Selanjutnya, kekhalifahan dilanjutkan oleh kelompok Bani Umayyah dengan Mu’wiyah bin Abi Sufyan sebagai pendirinya. Pada masanya corak pemerintahan sudah berubah menjadi bentuk kerajaan, karena pengangkatan kepala negara tidak lagi berdasarkan musyawarah secara demokratis, melainkan petunjuk kepada putra mahkota secara otokratis
Setelah tiga kesultanan tersebut hancur dan negara-negara islam di bawah kekuasaan penjajahan Barat, negara Islam mengikuti sistem yang di terapkan kaum penjajah. Setelah berakhir masa penjajahan Barat di akhiri abad ke sembilan belas, kini negara Islam mengambil bentuk sistem pemerintahan yang tidak seragam.
Berdasarkan penelusuran kesejarahan, islam sejak kelahirannya telah mengenal bentuk pemerintahan atau sudah mengenal sistem politik.
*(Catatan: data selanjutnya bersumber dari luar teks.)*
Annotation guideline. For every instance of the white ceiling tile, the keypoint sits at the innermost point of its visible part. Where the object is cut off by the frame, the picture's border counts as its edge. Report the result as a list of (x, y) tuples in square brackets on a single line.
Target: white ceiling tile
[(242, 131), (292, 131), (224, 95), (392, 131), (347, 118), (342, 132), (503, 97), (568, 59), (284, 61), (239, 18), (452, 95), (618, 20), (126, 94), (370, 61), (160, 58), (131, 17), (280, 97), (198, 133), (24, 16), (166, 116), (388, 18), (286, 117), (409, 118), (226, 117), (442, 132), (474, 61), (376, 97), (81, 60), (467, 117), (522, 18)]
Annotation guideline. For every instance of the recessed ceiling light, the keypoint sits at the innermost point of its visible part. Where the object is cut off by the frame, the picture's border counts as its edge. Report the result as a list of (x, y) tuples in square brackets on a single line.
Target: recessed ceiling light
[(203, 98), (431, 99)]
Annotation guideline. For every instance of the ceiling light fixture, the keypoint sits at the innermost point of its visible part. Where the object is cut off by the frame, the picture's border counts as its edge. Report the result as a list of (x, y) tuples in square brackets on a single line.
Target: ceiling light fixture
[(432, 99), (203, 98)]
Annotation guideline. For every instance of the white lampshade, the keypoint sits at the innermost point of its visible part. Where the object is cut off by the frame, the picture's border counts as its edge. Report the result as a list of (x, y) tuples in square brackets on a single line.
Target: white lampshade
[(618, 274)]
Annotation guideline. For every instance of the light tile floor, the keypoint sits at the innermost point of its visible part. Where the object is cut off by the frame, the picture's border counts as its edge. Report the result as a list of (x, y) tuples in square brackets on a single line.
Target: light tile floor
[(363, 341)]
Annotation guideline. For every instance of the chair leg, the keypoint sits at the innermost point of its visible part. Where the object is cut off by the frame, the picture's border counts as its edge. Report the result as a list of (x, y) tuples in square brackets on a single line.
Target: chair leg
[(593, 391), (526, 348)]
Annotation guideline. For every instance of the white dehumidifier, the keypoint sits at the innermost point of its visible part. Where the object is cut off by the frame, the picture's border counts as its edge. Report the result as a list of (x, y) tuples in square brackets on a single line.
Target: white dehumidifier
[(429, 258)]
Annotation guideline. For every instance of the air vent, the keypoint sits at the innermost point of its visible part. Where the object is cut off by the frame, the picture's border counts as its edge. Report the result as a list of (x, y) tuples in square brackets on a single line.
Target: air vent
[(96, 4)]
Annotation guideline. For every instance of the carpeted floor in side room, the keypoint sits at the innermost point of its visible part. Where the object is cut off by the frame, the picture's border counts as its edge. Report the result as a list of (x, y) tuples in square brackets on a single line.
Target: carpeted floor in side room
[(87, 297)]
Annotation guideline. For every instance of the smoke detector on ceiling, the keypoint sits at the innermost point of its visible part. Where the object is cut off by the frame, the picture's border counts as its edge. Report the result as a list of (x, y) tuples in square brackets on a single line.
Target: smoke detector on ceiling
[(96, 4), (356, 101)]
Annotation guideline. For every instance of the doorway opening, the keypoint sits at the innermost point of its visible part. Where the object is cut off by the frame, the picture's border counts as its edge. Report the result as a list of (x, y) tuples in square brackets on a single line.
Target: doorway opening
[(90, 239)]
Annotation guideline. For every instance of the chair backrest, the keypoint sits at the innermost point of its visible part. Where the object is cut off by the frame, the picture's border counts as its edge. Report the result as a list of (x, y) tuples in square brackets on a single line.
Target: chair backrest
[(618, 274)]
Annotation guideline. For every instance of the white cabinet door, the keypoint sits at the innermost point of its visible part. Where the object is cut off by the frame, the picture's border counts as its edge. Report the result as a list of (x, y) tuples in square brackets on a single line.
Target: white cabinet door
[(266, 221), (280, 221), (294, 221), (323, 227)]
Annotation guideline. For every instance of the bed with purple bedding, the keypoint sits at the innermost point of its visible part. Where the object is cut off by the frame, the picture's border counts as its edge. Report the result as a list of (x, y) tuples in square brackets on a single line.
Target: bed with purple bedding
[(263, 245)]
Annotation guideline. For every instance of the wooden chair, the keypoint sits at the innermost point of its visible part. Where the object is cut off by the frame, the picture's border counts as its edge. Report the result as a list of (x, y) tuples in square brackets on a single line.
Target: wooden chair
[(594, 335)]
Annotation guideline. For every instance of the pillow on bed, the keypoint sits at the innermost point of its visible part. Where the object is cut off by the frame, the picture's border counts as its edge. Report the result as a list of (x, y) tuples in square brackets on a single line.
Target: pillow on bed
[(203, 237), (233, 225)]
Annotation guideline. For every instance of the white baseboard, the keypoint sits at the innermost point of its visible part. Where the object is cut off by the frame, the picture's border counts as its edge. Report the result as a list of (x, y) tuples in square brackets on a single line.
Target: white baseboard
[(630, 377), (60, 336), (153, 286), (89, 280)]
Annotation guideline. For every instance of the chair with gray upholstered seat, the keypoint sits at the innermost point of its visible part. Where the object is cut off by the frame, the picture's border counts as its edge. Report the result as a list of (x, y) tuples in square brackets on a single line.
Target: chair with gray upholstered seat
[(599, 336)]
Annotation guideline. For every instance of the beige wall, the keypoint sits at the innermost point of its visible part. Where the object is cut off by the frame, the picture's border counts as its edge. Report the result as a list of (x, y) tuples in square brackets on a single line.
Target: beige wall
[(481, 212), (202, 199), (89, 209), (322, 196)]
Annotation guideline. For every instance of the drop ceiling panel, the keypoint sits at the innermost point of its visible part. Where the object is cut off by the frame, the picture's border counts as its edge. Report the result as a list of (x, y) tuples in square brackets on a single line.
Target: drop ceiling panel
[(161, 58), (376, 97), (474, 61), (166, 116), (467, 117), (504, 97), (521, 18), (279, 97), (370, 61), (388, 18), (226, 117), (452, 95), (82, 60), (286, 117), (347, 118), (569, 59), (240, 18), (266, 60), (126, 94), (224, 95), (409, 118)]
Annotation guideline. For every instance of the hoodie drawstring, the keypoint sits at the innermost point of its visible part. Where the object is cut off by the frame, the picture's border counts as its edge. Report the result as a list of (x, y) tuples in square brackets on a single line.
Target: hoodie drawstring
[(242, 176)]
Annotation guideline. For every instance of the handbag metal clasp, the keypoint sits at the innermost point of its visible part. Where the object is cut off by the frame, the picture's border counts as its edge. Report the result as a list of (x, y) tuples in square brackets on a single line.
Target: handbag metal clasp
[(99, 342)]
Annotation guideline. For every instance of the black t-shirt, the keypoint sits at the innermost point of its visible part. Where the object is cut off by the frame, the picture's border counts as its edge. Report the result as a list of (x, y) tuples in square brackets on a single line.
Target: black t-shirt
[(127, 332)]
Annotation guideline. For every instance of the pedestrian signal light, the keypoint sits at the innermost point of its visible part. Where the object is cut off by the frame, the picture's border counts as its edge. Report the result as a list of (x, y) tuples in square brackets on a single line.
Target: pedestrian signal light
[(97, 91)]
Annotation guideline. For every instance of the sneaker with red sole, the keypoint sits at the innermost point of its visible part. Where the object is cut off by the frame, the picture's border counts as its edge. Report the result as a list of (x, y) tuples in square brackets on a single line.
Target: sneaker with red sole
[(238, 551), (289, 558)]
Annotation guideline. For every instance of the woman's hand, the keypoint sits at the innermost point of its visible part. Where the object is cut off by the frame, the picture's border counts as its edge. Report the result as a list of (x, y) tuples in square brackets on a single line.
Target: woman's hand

Selain itu, sejarah juga menunjukkan bahwa islam tidak mengenal bentuk pemerintahan tertentu. Islam dapat menerima bentuk dan sistem pemerintahan apapun sepanjang bentuk dan sistem pemerintahan tersebut dapat menegakkan keadilan, kemakmuran, kesejahteraan lahir batin, aman dan damai bagi seluruh masyarakat.[3]
Keberadaan politik dalam Islam selanjutnya dapat pula dilihat dari munculnya berbagai teori politik, khususnya khalifah dan imamiyah yang diajukan berbagai aliran. Berbagai aliran politik, teologi juga para filosof sudah berbicara tentang politik. Jika Kaum syi’ah, misalnya, mengatakan bahwa kekuasaan pemerintahan harus berasal dari keturunan Ali bin Abi Thalib, kaum sunni tidak menerima paham-paham tersebut.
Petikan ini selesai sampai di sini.